We create a graticule of the CHIRPS-Africa for the extent of the country, then we intersect it with admin level-2 shapefile and calculate an area of each segment (grid or partial grid).

In [3]:
# Get the extent of CHIRPS data
with rasterio.open('./data/chirps-v2.0.2020.01.01.tif') as src:
    affine = src.meta['transform']
    dx, dy = affine.a, -affine.e
    bounds = np.array(src.bounds)   # [left, bottom, right, top] 
    extent = bounds[[0,2,1,3]]      # [minx,maxx,miny,maxy]

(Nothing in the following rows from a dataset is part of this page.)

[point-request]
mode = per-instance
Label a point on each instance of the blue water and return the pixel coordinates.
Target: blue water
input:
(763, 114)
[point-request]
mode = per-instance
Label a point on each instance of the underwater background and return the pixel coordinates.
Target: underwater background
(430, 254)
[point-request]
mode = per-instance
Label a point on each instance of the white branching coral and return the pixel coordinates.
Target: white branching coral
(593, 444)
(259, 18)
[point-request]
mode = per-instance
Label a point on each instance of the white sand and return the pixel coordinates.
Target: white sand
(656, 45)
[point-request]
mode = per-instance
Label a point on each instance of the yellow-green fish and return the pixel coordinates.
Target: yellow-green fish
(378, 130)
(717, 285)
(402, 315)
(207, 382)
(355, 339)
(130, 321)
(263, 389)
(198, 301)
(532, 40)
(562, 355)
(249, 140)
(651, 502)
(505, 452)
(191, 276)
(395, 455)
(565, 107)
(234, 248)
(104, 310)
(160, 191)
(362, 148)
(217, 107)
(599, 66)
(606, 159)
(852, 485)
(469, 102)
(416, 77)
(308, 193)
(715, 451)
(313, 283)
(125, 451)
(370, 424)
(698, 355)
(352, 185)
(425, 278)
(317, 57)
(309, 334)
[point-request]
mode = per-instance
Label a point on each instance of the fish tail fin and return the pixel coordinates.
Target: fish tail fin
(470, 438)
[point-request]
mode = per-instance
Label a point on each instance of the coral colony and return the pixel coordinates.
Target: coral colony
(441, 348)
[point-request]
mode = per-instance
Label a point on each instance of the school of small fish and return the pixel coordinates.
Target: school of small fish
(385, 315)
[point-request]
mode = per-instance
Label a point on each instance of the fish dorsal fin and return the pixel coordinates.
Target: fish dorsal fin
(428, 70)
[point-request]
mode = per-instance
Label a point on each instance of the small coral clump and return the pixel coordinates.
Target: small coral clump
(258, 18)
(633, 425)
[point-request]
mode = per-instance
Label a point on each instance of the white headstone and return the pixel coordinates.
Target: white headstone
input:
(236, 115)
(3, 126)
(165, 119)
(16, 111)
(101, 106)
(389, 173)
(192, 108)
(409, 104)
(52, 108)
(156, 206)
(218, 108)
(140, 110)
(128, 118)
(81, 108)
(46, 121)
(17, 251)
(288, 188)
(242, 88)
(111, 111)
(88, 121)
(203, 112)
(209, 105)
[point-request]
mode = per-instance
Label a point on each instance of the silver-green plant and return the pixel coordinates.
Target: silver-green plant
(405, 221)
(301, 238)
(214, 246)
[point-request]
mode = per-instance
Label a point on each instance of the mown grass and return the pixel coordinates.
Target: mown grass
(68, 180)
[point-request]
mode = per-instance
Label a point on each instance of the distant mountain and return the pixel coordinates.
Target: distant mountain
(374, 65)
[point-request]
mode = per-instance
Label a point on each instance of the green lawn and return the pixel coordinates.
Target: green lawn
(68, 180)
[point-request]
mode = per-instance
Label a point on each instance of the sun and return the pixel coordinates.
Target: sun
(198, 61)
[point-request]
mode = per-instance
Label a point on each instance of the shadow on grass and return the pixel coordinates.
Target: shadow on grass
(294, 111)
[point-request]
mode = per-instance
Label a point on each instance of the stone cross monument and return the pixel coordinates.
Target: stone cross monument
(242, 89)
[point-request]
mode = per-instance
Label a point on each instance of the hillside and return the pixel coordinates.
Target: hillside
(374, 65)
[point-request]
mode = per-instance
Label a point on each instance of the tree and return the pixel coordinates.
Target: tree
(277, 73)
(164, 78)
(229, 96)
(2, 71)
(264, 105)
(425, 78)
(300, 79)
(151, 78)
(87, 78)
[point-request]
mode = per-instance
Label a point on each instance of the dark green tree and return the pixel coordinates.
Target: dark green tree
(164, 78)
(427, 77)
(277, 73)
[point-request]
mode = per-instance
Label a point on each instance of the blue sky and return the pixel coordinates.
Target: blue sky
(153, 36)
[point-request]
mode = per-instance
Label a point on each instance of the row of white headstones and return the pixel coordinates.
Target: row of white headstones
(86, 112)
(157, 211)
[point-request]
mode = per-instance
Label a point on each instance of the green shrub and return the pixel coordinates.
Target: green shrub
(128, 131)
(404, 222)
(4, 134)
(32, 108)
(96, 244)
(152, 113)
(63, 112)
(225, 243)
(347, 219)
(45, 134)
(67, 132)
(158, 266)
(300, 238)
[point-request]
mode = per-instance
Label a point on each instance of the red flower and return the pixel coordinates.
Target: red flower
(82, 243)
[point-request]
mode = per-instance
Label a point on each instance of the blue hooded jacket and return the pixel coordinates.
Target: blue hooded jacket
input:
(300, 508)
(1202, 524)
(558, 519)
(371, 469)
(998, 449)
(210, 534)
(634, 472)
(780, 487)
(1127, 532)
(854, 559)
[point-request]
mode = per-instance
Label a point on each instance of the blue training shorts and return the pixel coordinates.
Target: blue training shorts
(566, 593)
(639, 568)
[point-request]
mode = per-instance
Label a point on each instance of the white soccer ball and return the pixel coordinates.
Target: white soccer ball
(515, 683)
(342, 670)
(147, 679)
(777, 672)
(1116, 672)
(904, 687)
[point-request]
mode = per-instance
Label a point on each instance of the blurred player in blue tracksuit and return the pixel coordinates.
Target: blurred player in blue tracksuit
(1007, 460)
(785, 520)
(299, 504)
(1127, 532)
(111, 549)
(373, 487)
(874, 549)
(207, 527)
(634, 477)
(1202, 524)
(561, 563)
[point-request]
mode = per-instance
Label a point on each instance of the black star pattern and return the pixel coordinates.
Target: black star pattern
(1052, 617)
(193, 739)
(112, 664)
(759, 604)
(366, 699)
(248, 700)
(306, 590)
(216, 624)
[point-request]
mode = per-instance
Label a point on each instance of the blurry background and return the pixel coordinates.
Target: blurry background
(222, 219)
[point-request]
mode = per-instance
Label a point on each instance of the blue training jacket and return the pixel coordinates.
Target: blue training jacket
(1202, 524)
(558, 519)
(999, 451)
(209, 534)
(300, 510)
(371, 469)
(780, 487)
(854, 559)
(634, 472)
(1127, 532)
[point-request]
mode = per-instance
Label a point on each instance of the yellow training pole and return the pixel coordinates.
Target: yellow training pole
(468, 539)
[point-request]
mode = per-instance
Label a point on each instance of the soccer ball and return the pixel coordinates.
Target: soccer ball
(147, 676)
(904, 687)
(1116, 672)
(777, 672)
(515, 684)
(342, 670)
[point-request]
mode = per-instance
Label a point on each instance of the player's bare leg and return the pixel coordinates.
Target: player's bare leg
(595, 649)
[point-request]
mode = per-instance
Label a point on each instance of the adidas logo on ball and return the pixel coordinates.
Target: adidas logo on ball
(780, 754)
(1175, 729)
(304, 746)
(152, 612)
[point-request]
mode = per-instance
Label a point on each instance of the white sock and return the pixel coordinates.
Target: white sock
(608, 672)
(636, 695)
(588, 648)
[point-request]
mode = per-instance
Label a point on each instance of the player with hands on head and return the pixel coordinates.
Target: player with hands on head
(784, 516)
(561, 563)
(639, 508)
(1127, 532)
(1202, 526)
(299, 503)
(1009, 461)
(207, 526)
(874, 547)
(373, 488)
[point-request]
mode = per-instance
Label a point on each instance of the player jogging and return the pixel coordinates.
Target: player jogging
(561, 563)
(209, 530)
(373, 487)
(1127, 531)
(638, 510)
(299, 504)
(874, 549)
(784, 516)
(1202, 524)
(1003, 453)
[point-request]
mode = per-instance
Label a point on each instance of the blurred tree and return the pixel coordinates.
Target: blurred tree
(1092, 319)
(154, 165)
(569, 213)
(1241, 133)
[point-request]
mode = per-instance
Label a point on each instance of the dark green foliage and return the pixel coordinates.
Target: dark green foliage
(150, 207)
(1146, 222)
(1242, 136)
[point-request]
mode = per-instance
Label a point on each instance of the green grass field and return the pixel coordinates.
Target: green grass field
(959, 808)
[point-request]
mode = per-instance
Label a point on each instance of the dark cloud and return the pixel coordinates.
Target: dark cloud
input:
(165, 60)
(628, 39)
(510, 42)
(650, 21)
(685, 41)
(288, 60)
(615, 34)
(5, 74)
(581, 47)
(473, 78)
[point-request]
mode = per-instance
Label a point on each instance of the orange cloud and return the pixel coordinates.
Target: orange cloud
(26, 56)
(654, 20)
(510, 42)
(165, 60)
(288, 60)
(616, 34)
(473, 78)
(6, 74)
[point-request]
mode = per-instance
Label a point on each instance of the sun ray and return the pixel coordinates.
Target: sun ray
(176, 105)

# (1) Create a graticule of CHIRPS data
filn_out = './data/shapefile/SO_admin2_chirps.shp'
CreateGridBox_subextent(filn_out, extent, dx, dy, sub_extent, set_print=False)
    
# (2) Intersection of CHIRPS with admin level-2 boundaries
ref = './data/shapefile/SO_admin2_chirps.shp'
adm = './data/shapefile/SO_admin2_1990_revised.shp'
IntersectShapefiles(ref, adm, outSHP=ref, set_print=False)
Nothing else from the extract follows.